After some back and forth, Trump responded, “OK, so it hasn’t fallen.”
Nearly 1 Million Have Already Voted for President (8:22 a.m.)
If either candidate stumbles at Tuesday’s debate, they can take solace in the fact that it won’t affect nearly 1 million votes.
As of Sunday, more than 944,000 people have cast their ballots through mail-in and early voting, according to data compiled by University of Florida professor Michael McDonald, an expert on voting.
In a post, he called the number “jaw-dropping.”
“Nearly a million voters this far in advance of an election has never occurred in any American election. Period,” he wrote.
McDonald credited the surge in early voting to changes in state laws that make it easier in states like Virginia, to concerns over the coronavirus and to intense voter interest in the presidential campaign.

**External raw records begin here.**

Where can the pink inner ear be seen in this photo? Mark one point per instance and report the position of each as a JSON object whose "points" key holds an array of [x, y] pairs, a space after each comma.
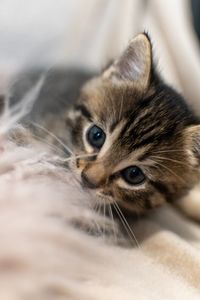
{"points": [[134, 64]]}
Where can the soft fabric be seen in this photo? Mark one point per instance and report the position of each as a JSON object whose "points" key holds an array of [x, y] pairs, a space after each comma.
{"points": [[41, 255]]}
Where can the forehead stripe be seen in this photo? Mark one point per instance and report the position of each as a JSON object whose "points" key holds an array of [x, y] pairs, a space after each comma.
{"points": [[85, 112]]}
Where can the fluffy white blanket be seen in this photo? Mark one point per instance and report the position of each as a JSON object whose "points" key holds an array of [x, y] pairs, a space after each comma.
{"points": [[43, 255]]}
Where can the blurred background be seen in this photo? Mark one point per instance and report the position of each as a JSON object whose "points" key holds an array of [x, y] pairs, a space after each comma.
{"points": [[87, 34]]}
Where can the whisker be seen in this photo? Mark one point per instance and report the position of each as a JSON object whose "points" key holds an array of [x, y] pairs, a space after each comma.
{"points": [[125, 224], [113, 222], [50, 145], [169, 170]]}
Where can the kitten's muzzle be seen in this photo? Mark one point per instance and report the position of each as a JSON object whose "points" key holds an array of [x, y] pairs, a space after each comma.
{"points": [[94, 176], [87, 182]]}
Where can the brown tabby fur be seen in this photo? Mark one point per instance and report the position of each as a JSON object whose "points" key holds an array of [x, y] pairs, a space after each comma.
{"points": [[147, 124]]}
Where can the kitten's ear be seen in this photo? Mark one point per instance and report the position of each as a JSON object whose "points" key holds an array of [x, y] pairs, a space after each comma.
{"points": [[135, 63], [192, 139]]}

But whatever the cause, the surge in early votes will also change the contours of the election, diminishing the potential impact of a so-called “October surprise” or last-minute piece of news that upends the race.
Biden Campaign Mocks Trump on Tax Bill (7:08 a.m.)

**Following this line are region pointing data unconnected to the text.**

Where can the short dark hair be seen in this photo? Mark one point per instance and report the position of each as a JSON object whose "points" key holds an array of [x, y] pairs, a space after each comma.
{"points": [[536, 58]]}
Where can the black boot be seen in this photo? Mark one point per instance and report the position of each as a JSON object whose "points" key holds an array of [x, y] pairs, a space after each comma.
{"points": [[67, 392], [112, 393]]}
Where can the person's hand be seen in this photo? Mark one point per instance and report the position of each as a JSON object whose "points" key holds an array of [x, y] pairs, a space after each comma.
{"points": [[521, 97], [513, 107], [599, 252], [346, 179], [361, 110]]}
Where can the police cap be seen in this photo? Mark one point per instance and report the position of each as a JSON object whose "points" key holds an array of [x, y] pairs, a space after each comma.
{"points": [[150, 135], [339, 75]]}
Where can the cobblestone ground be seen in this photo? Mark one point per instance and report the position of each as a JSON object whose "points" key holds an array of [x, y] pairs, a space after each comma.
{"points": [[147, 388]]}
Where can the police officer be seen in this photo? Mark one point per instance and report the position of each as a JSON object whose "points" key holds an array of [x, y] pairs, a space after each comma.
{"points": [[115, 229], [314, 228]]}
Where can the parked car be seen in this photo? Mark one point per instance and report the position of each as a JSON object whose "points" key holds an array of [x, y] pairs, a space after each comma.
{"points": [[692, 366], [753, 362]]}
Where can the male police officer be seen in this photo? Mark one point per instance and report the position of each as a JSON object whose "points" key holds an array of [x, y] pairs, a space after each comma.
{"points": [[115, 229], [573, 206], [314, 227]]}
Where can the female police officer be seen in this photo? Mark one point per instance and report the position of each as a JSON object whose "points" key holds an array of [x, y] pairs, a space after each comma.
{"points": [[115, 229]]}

The Biden campaign has started to close the mocking merchandise gap with Trump’s team.
Just hours after the New York Times reported Sunday that Trump paid nothing in income tax for 10 out of 15 years before he became president, the Biden campaign began selling three-inch circular vinyl stickers about it.
“I Paid More Income Taxes Than Donald Trump,” read the stickers, which are selling for $5.
Throughout the 2020 election cycle, the Trump campaign has been quick to mock Biden, Democrats and liberals in general with merchandise designed to generate small-dollar donations and collect information on supporters.
When Starbucks and other chains switched to paper straws, the Trump campaign began selling Trump-branded plastic straws.
It also sells T-shirts that say “Peaceful Protester” to mock urban unrest, “You Ain’t Black” to mock a Biden gaffe and the all-purpose “Get Over It.” Another shirt features impeachment head Representative Adam Schiff with a pencil for a neck and a clown nose.
Trump Won’t Shake Hands at Debate, Again
Trump won’t shake hands with his opponent at the presidential debate Tuesday, but this time it won’t be solely by choice.
The Commission on Presidential Debates announced Sunday that the candidates won’t shake hands with each other or moderator Chris Wallace in order to minimize the risk of spreading coronavirus, according to CNN.
Trump and Democratic nominee Hillary Clinton did not shake hands at the beginning of their second debate in 2016, a first in the history of televised debates, although they shook hands awkwardly at the end. At their third debate, they didn’t shake hands at all.
For their part, vice presidential candidates Mike Pence and Tim Kaine shook hands at their debate in 2016.
The coronavirus has affected the debate format in other ways. The audience will be reduced from as many as 1,200 at a normal debate to just 60 or 70, and there will not be the traditional “spin room” where campaign representatives make their case to reporters afterward.
Small Donors Gave More Than $300 Million Since Ginsburg’s Death
Small donors have given more than $300 million to Democratic candidates since Supreme Court Justice Ruth Bader Ginsburg’s Sept. 18 death.
Democratic fundraising platform ActBlue reported that the money has poured in since the death of Ginsburg, a beloved figure to many grassroots liberals.
The money is already transforming the landscape for congressional candidates, some of whom have gone from a shoestring to a few million in the bank with just weeks to go before Election Day.
That’s unnerved some Republicans. South Carolina Senator Lindsey Graham, who is in an unexpectedly tight race, went on Fox News last week to ask for money.
“They’re killing me, money-wise,” Graham said. “Help me.” -- Steven T. Dennis
Biden and Trump will meet for the first presidential debate on Tuesday in Cleveland from 9 p.m. to 10:30 p.m. Eastern.